Organic production offers many advantages for small farmers including ecologically friendly production methods, strong consumer demand for organic products, and higher prices. Regardless of whether you use organic practices, if you have farm sales of more than $5,000/year you cannot legally sell your products as organic unless your farm has been officially certified.
If you sell less than $5,000/year of product and would like to use the word “organic” in your marketing, you must adhere to organic practices even though there is no certification process required. To learn more about this, download the PDF:
Small Scale Organics
You can find the list of all certifying agencies by going to the USDA’s National Organic Program website:
USDA Organic Program
Click “List of Certifying Agents.” You can use any agency listed.

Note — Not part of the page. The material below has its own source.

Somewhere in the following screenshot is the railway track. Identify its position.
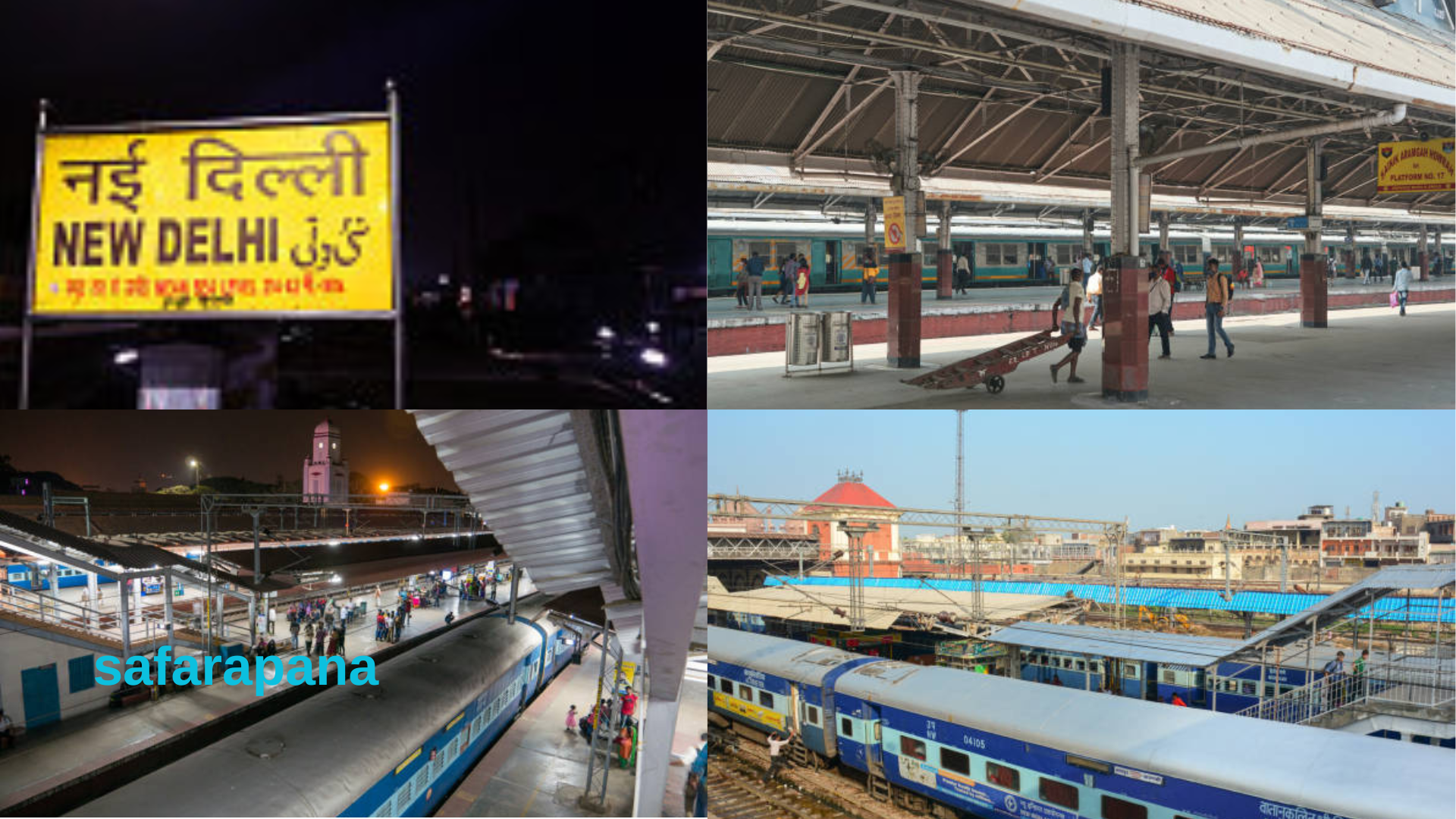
[708,740,923,819]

The two located in New York are:
|NOFA — New York, LLC
840 Upper Front St.
Binghamton, NY 13905
Scope: crop, livestock, handling
|Natural Food Certifiers
119a S Main Street,
Spring Valley, NY 10977
Scope: crop, livestock, wild crop, handling
General Overview of Regulations
Organic regulations are complex and ever-changing, which is why it is important to work with your certifying agency on everything that you do to assure compliance.

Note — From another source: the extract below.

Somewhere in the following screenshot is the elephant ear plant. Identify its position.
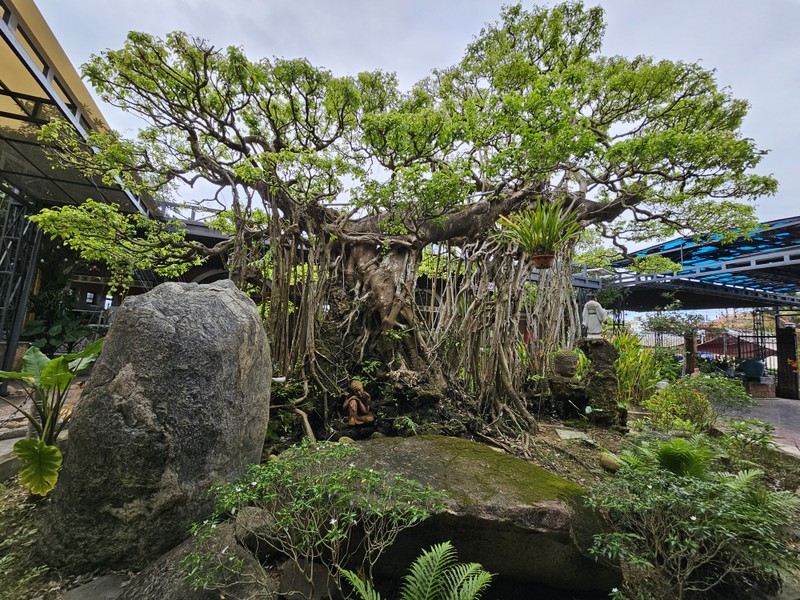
[0,339,103,496]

In general, you cannot use synthetic pesticides, antibiotics, or petroleum-based fertilizers. To certify a field as organic it must not have had pesticides or petroleum fertilizers applied for the past three years. To certify animals as organic, there are various transition requirements depending upon the animal species: dairy, beef, pork, poultry, etc.

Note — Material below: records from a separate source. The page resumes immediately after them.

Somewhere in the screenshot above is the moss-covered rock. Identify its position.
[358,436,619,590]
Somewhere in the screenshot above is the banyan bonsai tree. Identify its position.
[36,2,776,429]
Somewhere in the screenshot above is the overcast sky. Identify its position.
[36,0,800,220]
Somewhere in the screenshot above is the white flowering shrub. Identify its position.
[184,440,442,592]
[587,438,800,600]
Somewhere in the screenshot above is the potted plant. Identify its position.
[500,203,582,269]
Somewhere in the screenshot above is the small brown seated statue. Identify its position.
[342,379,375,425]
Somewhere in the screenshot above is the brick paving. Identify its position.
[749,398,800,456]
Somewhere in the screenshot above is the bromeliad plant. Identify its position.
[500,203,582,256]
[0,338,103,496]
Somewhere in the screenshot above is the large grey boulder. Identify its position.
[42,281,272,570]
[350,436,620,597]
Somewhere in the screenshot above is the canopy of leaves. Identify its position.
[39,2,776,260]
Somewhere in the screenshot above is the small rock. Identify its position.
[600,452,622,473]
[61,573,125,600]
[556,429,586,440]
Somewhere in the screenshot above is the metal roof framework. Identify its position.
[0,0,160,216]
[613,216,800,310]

Great attention is paid to nurturing the soil by the use of composts, cover crops, rock minerals and natural fertilizers. Plant disease and pests are controlled through the use of crop rotations, resistant varieties, cultivation, and biological and botanical pest control. Animal health is maintained with wholesome food, adequate shelter, access to the outdoors, and preventive health plans.
Documentation of field maps, adjoining fields, complaints, crop inputs used, yields, sales, feeds purchased, medications used, and equipment-cleaning logs must be kept to maintain your certification.